I hate my mother with a burning passion. She's the reason for my depression, my cuts, everything that is, and quote, wrong with me. I looked up to her all my life because I though what she and my dad had was real love. Then everything went crashing down and I got stuck with the witch because my father couldn't support two children on top of child support. I cut because of my mother, that's why I have to go through all this crap. I have to do three days a week of grief counseling and a manditory once a week of talking to the guidance counselor. Not only that, a social worker comes by once a month to check up on me as well. My mother no longer cares about my well being, Viola hasn't talked to me since the divorce, my little siblings are to young to understand what's going on. The only people that care ar Steven, Dad and Val (Valentine's nickname). Oh! And the few friends I actually had before all this shit happened.

My best friend, well one of them, is Carol Vance. She and I have been friends since kindergarten when she kicked sand in my face and I tackled her to the ground and we spent a day in time out together. Our other three friends are Magenta Adams, Valentina Sinclair, and Tomas Valencia. We made friends with them through out the years. My other best friend is Nikko Ball, I met him at grief counseling when I had first started. We both thought, and still do, that all of this was a bunch of bull shit. After a few sessions, we swapped numbers and became really close friends. And eventually friends with benefits. We both knew that our relationship was what it was, we were fuck buddies. We no longer believed in love because we were hurt by the people that we loved. My mother hurt me and his older sister hurt him. We knew that neither of us would develope feelings for each other because we knew that we needed each other to exist. We healed each other.

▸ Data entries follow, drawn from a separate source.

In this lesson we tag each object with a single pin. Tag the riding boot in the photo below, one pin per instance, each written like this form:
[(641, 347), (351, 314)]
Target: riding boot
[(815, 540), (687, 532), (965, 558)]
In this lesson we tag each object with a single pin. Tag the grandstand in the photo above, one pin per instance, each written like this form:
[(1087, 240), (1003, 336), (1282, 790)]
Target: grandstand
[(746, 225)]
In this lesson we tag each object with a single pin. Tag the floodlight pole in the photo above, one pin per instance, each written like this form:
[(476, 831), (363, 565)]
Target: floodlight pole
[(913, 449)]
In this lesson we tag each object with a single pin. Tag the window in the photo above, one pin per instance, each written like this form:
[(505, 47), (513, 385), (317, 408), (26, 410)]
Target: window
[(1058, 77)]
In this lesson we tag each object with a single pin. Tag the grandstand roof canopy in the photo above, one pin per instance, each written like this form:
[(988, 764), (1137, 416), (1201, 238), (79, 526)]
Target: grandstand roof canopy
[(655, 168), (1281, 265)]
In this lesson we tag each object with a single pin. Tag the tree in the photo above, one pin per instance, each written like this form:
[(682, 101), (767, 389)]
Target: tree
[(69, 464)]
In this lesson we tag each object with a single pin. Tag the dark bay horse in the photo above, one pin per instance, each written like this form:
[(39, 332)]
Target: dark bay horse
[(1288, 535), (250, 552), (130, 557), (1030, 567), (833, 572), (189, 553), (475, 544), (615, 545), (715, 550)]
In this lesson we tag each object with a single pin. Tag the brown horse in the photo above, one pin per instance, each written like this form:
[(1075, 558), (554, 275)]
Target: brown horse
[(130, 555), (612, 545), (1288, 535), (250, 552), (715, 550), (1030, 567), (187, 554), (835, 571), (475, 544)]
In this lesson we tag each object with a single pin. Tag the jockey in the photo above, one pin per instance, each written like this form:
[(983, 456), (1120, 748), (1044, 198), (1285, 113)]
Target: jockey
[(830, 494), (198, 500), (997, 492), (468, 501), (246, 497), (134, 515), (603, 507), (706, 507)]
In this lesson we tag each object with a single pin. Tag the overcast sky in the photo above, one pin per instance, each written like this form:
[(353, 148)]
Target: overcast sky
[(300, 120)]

So, as I am telling you this, I am sitting at the table I met Coffee Shop Boy at yesterday, sipping a cup of Mocha and texting my friend Nikko.

"So, Coffee Shop Girl, did you get me anything?" His voice was deep and resounding. I liked how my heart skipped a beat when I heard it. It made me feel... alive.

"Nope. You never asked for anything on your show yesterday." I said, looking up at him. Nikko can wait for another half hour. "You gonna sit?"

"Not until you answer me one question, Fee." Mystery boy said, and I nodded. "Have you cut in the past twenty four hours?"

"No." I said, reaching for my sleeves. "I could show you if you'd like."

"No, I trust you, Fee." He said, sitting in the chair opposite me. "What's your full name?"

"Ophelia." I said. "No, first, middle and last." He said.

"Ophelia Octavia Bello. You may know Val, my brother." I said, running a hand through my dark hair.

"Wait, Wait, Wait. Valentine Bello is your brother?" The boy asked. "Yes, we're twins." I replied.

"Can you please tell me your name?" I asked, leaning across the table.

"Bram Stoker Stomes." He said. "And yes, I am named after the man who wrote Dracula but no relation."

"Funny, all but two of my siblings and I are named after Shakespeare characters and yet, no relation to him either." I remarked, taking a swig of my coffee.

"Really?" Bram asked.

"Yep. My older sister is named Viola Rosalind, Val's full name is Valentine Joseph, even though there is no character named Joseph, I think. And my name, Ophelia from Hamlet and Octavia from Caesar." I said. "My half siblings somehow got normal names."

"Half siblings?" He asked, taking my hand like he did yesterday.

"Yes." I replied. "My mother had an affair when I was in seventh grade. She's currently married to the man she cheated on my father with and has two children; Georgiana and Noah." It's been five years since I found out and the ache in my chest never goes away, the need to cut after I relive those horrible five years never go away. The divorce wasn't finalized until the beginning of my Sophomore year. I am now a Junior. At first, after I caught my mother and Steven in my parent's bed, she and my father went to couples therapy. But she was still seeing Steven. She said that she just didn't love my father anymore. This was the woman who told me that love never dies, that you are meant for one person your whole life.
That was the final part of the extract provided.